Scott Bower

Personal information
- Date of birth: June 27, 1978 (age 47)
- Place of birth: Port Angeles, Washington, U.S.
- Height: 5 ft 8 in (1.73 m)
- Position: Midfielder

College career
- Years: Team / Apps / (Gls)
- 1996–1997: Stetson Hatters
- 1998: Clemson Tigers / 24 / (9)

Senior career*
- Years: Team / Apps / (Gls)
- 1999–2002: San Jose Earthquakes / 41 / (0)
- 2000: → MLS Pro-40 (loan) / 14 / (2)
- 2001: → Seattle Sounders (loan) / 1 / (0)
- 2002: → Portland Timbers (loan) / 4 / (0)
- Total:  / 60 / (2)

= Scott Bower =

American retired soccer midfielder

Scott Bower (June 27, 1978) is an American former professional soccer player who played as a midfielder.
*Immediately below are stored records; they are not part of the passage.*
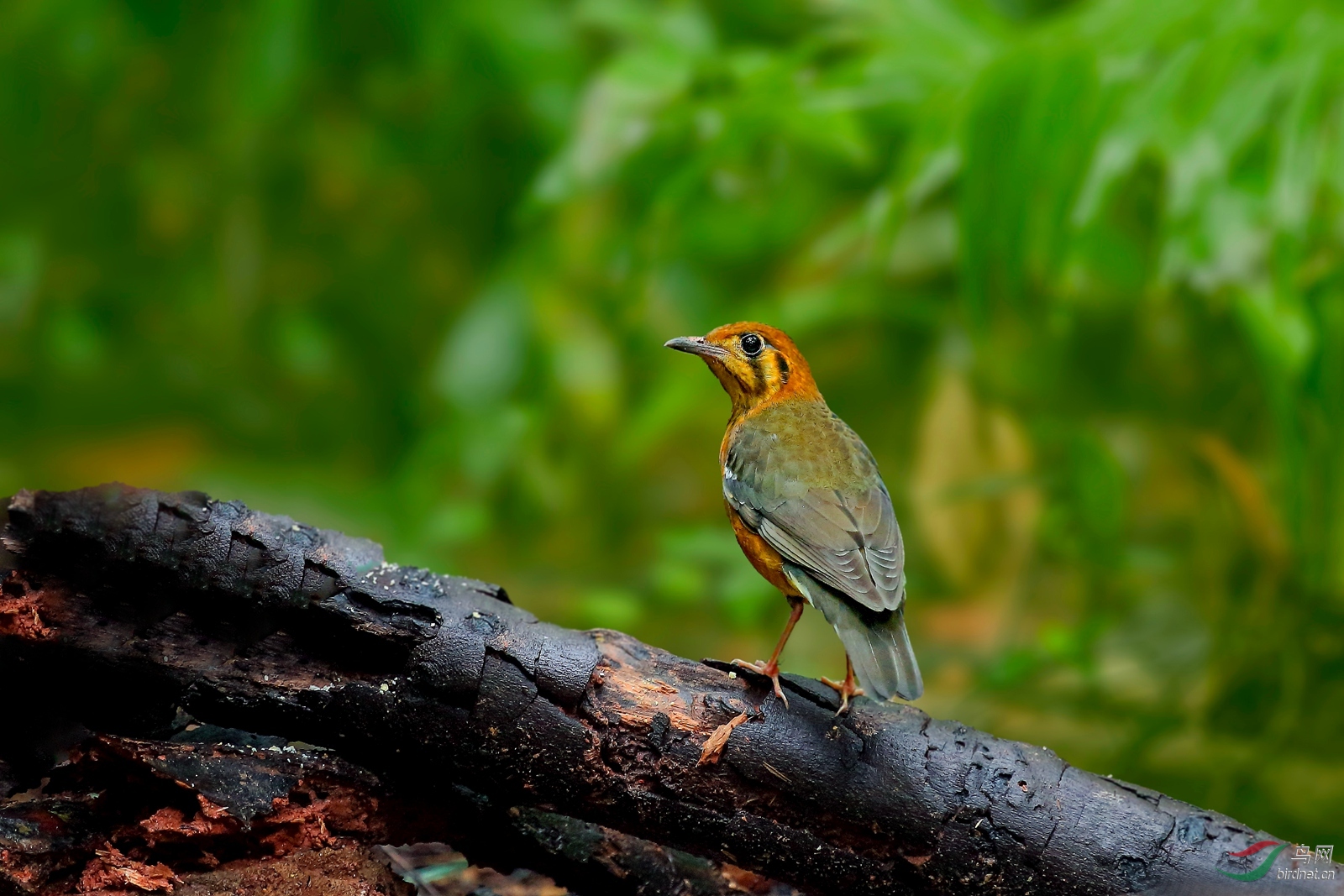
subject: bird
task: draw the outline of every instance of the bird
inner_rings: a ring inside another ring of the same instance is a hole
[[[723,505],[738,545],[789,602],[767,661],[732,665],[780,686],[780,654],[804,606],[845,649],[840,711],[863,695],[917,700],[919,664],[906,633],[905,545],[878,462],[827,404],[802,352],[782,330],[745,321],[667,348],[696,355],[732,400],[719,446]],[[837,713],[839,715],[839,713]]]

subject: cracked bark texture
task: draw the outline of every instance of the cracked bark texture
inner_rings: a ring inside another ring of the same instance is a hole
[[[4,544],[31,613],[0,617],[0,666],[66,724],[137,736],[183,708],[325,744],[394,793],[559,813],[810,893],[1344,892],[1339,870],[1232,881],[1257,857],[1228,853],[1267,834],[1050,750],[907,705],[835,717],[797,677],[786,709],[754,676],[238,502],[20,493]]]

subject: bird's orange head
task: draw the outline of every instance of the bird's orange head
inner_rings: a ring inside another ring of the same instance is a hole
[[[802,352],[784,330],[766,324],[726,324],[706,336],[669,339],[665,345],[704,359],[732,399],[734,419],[784,398],[821,398]]]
Bower spent his entire professional career, barring loan spells, playing for Major League Soccer club San Jose Earthquakes.

==Youth==
Bower grew up in Florida where he played for the Florida State U-17 soccer champion with the Tampa Bay Kickers. In 1996, he graduated from Gaither High School where he was an All State soccer player. Bower began his collegiate career with Stetson University from 1996 to 1997. In August 1997, he also played for the Clearwater Chargers who won the U-19 US Youth Soccer National Championships. He then transferred to Clemson University where he played his junior season in 1998. Clemson was ranked number one in the Country for most of the season, only losing one game. In the Atlantic Coast Conference final, Bower scored the game-winning goal over the Duke Blue Devils.

==Professional==
In February 1999, Bower left college and signed a Project-40 contract with Major League Soccer. The league assigned Bower to San Jose Earthquakes. In July 2002, he played four games on loan to Portland Timbers of the A-League. Bower was waived by the Earthquakes at the end of the 2002 season and went on trial with LA Galaxy during the 2003 preseason, but couldn't secure a contract and retired shortly after.